Jon and other folks in this thread,

[Sorry about the disappearing text in my previous send of this, I copied some 
text from PDF and forgot I had to change the color manually.]

Doesn’t it seem a bit inconsistent for Peirce to argue about “what our 
sentiments toward things in general should be,” when he usually argues that 
“sentiments” are less fallible than our reasoning, precisely because they are 
products of evolution rather than logic?

Personally i have no doubt that the universe is in a continuous state of 
change, or in Peirce’s terms, “the universe has on the whole a definite 
tendency toward a state of things” different from any past state of things. (In 
other words I believe that time is real.) But I see no reason to believe that 
it has either beginning or end, or that some future state of things will be 
better than any past state. And that applies not only to the observable 
universe but to the universe of “human knowledge,” as far as I can see. I’m 
inclined to think that Peirce’s view on that was just a symptom of that 
overconfident 19th-century European-American optimism that landed us in the 
Anthropocene!

Love, gary

Coming from the ancestral lands of the Anishinaabeg

} Open your mouth, always be busy, and life is beyond hope. [Daodejing 52 
(Feng/English)] {

 <https://gnusystems.ca/wp/> https://gnusystems.ca/wp/ }{  
<https://gnusystems.ca/TS/> Turning Signs

 

From: peirce-l-requ...@list.iupui.edu <mailto:peirce-l-requ...@list.iupui.edu>  
<peirce-l-requ...@list.iupui.edu <mailto:peirce-l-requ...@list.iupui.edu> > On 
Behalf Of Jon Alan Schmidt
Sent: Friday, April 21, 2023 5:57 PM
To: Peirce-L <peirce-l@list.iupui.edu <mailto:peirce-l@list.iupui.edu> >
Subject: Re: [PEIRCE-L] A question for pragmatists

 

List:

 

For anyone interested, attached is my complete transcription of R 953. I am now 
suggesting a date of c. 1899 based on it mentioning "my unpublished Principles 
of Philosophy," for which Peirce unsuccessfully advertised subscriptions (1894) 
and later apparently wrote CP 1.176-179 (c. 1896) as a forward, and saying that 
the first volume "is devoted to the consideration of the question of where we 
are at this end of the Nineteenth Century." Moreover, the text references 
Büchner, whom Peirce also invokes in CP 1.192 (c. 1893), and begins to discuss 
the three grades of clearness that he introduced in "How to Make Our Ideas 
Clear" (1878)--which he updated to serve as chapter 16 of How to Reason: A 
Critick of Arguments (1894)--and presented again in "The Logic of Relatives" 
(1897). Presumably, he would have been keen to revisit them once more after 
William James started popularizing pragmatism (1898).

 

Peirce's definition of epicureanism in this context, contrasted with pessimism 
and meliorism, is admittedly idiosyncratic. Here is how he summarizes all three 
with respect to cosmology and knowledge.

 

CSP: These three opinions about the universe, are then

1st, that of the pessimist, that the infinitely distant future comes to that 
same nothingness that was in the infinitely distant past;

2nd, that of the Epicurean, that the universe has no general character or 
tendency whatever, and that nothing at all can be alleged of it as a whole;

3rd, that of the Meliorist, that the universe has on the whole a definite 
tendency toward a state of things in the infinitely distant future different 
from that in the infinitely distant past.

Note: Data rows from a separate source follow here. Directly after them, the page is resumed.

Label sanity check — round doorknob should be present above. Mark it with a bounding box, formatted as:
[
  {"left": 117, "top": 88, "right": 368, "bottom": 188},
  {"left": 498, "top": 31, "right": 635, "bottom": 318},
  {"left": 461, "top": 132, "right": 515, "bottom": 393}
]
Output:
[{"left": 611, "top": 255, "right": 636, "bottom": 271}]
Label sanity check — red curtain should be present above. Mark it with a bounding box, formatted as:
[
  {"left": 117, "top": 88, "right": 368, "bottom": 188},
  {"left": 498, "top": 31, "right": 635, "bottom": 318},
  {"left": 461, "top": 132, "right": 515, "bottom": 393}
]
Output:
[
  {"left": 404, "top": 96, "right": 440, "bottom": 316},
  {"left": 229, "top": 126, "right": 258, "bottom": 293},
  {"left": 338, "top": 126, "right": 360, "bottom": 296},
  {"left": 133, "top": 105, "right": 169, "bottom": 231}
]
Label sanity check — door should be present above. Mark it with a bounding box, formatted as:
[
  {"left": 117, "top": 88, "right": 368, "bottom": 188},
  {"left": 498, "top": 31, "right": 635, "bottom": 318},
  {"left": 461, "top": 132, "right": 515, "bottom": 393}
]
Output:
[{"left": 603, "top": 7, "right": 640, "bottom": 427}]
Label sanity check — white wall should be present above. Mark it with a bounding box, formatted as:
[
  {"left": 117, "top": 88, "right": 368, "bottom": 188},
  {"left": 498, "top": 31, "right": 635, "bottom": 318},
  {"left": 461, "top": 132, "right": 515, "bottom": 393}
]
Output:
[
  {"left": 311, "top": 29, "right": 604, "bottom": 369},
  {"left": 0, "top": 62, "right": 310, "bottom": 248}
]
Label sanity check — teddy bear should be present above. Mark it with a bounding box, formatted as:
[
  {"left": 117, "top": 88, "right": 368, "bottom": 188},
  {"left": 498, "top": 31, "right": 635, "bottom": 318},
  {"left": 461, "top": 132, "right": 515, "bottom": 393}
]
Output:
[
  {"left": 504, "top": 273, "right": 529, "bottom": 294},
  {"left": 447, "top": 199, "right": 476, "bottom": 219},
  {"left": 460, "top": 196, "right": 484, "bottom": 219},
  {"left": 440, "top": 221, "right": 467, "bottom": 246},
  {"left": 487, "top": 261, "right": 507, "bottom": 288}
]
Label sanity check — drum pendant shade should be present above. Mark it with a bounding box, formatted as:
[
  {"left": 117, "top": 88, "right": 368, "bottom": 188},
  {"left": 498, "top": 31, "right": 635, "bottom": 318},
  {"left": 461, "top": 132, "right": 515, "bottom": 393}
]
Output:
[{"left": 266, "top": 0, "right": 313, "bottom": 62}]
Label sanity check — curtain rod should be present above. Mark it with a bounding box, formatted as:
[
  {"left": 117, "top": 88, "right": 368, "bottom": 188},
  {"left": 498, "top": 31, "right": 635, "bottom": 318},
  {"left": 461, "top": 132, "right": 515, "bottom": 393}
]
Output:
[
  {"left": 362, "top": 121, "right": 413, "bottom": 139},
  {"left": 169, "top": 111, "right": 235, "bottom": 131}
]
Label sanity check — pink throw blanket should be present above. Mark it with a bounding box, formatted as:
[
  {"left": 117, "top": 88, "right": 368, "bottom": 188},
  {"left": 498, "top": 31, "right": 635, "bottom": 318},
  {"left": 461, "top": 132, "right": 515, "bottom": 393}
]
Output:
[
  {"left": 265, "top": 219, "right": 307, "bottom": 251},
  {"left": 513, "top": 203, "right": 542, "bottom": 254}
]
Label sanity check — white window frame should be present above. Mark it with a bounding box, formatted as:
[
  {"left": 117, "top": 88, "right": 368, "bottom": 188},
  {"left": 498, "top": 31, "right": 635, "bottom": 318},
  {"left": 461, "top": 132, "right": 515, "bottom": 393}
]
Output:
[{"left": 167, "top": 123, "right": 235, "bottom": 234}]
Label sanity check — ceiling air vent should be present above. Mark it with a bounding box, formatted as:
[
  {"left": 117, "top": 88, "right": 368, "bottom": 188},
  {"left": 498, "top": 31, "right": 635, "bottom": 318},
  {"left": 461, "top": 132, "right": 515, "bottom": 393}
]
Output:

These opinions about the universe, in general, are capable [of] various special 
applications. Among other things, they can be applied to human knowledge. ...

Here, then, are three opinions about science and philosophy. Each has much to 
support it.

The first is that opinion advances by a regular course of development toward a 
destined goal; but that goal is the very state of complete doubt from which it 
first set out.

The second is that opinion does not advance at all, but only shifts about, 
appearing for a time to be reaching something but soon passing into disputes.

The third is that opinion progresses toward a certain predestinate settlement, 
which must be called the truth.

Each of these views of human knowledge harmonizes with a corresponding view of 
the constitution of the universe.

 

In light of previous comments in this thread, it also seems noteworthy that 
Peirce treats Büchner as a stand-in for what today we call scientism, including 
materialism/physicalism and necessitarianism/determinism--additional 
characteristics of our intellectual climate that are contrary to 
synechism/pragmaticism.

 

CSP: When I speak of Büchner and Büchnerism, I do not mean an exact adherence 
to Dr. Büchner's personal opinions, but I use that name to designate a general 
type of opinion, namely, the opinion that physics has discovered that the 
universe consists of molecules moving about under the governance of inflexible 
law, the law of energy; that that is all there is to it; and that consequently 
the ideas of God, Freedom of the Soul, and Immortality are silly superstitions. 
That whole type of opinion I think superficial. ...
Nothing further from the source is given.